4.3 Derivative of Inverse Function ΒΆ

Derivative of inverse function \(f^{-1}(x)\) of \(f(x)\) at \(x = a\).

$$ \notag \left. \dfrac{d}{dx} f^{-1}(x) \right\vert_{\displaystyle x = a} = \left. \left[ \dfrac{df}{dy} \right]^{-1} \right\vert_{\displaystyle y = f^{-1}(a)} $$

Procedure for Determining the derivative of the inverse

STEP 1: Given a, solve the following equation for y, in order to find \(y_a\), the solution of this equation.

$$ \notag a = f(y) $$

STEP 2: Compute the derivative of \(f(y)\) with respect to y at \(y = y_a\).
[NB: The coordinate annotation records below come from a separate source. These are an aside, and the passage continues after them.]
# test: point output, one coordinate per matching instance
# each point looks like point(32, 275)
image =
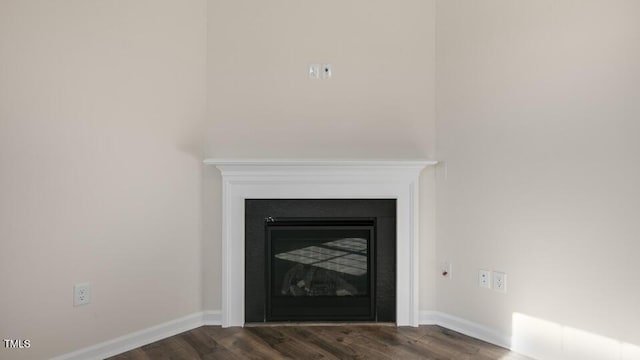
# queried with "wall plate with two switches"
point(317, 71)
point(81, 294)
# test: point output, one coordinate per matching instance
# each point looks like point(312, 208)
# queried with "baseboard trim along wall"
point(143, 337)
point(465, 327)
point(213, 317)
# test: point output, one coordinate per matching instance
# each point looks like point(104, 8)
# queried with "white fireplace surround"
point(319, 179)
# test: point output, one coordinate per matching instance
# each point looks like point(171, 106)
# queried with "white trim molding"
point(143, 337)
point(212, 317)
point(319, 179)
point(465, 327)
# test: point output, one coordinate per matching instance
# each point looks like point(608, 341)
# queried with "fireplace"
point(320, 260)
point(244, 179)
point(320, 269)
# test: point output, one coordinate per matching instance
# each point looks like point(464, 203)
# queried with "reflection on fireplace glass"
point(320, 263)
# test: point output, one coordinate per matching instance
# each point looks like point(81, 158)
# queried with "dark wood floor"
point(320, 342)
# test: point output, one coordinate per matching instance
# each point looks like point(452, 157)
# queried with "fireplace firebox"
point(320, 269)
point(319, 260)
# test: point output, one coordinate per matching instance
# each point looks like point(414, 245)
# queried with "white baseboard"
point(466, 327)
point(143, 337)
point(213, 317)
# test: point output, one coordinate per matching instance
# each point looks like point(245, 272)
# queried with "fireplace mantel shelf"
point(319, 179)
point(320, 162)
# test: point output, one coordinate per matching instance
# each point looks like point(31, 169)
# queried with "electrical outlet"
point(499, 281)
point(326, 71)
point(484, 278)
point(445, 269)
point(314, 71)
point(81, 294)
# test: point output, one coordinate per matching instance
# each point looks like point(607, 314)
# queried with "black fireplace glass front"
point(320, 269)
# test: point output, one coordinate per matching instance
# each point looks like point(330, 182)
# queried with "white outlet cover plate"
point(446, 267)
point(314, 71)
point(484, 279)
point(499, 281)
point(81, 294)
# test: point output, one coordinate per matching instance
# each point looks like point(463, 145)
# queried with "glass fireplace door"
point(320, 269)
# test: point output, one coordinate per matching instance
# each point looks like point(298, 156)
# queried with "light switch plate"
point(484, 279)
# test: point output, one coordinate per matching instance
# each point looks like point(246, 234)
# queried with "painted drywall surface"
point(379, 102)
point(537, 123)
point(100, 168)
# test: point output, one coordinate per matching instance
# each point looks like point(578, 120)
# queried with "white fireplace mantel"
point(319, 179)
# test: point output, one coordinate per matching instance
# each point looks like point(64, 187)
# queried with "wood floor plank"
point(320, 343)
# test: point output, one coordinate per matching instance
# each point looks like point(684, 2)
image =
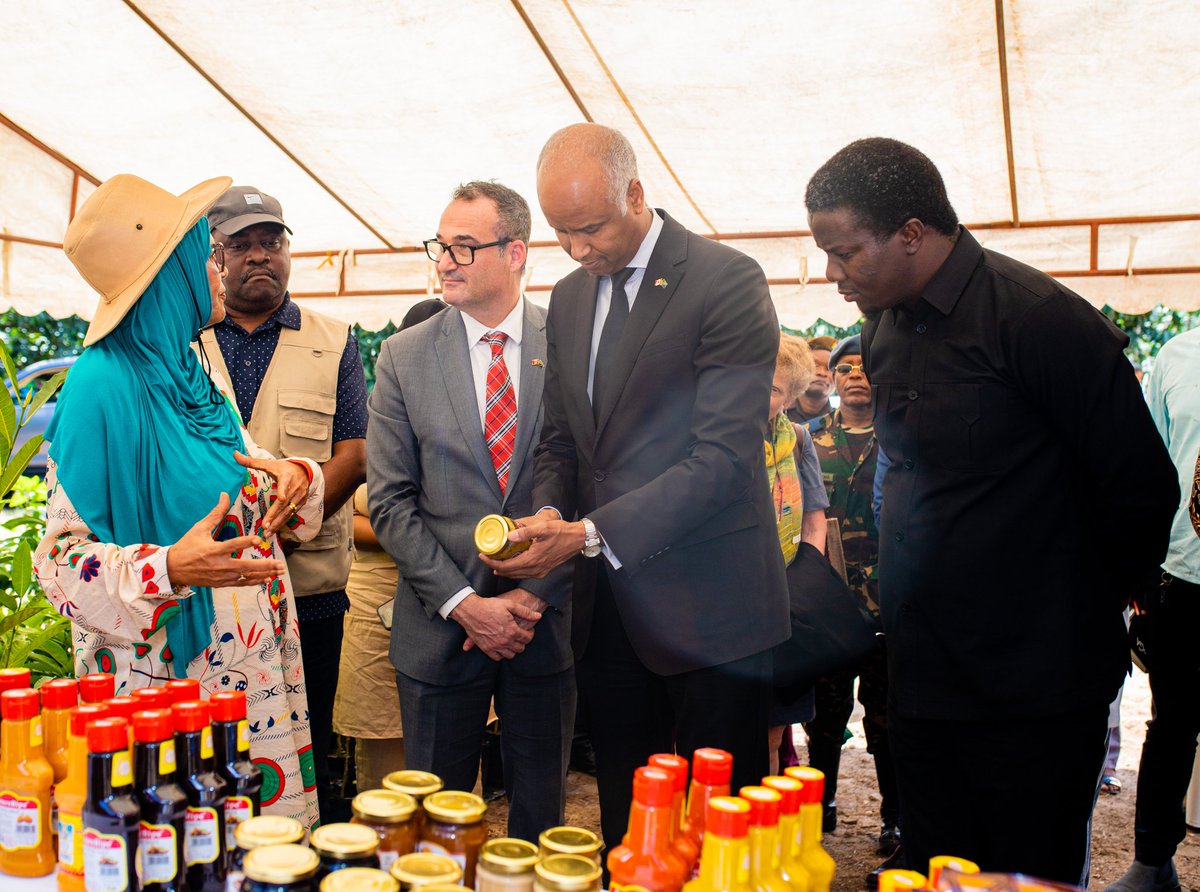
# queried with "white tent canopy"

$$ \notag w = \left. \dfrac{d}{dy} f(y) \right\vert_{\displaystyle y = y_a} $$

STEP 3: Compute the value of the derivative of the inverse function of f(x) by taking the inverse of the previous result w.

$$ \left. \dfrac{d}{dx} f^{-1}(x) \right\vert_{\displaystyle x = a} = \frac{1}{w} $$

Examples

4.4 Chain Rule ΒΆ

Chain rule for function of one variable

This notation explicitly states that the in the right-hand side of the equation f is expressed as function of u and not as function of x.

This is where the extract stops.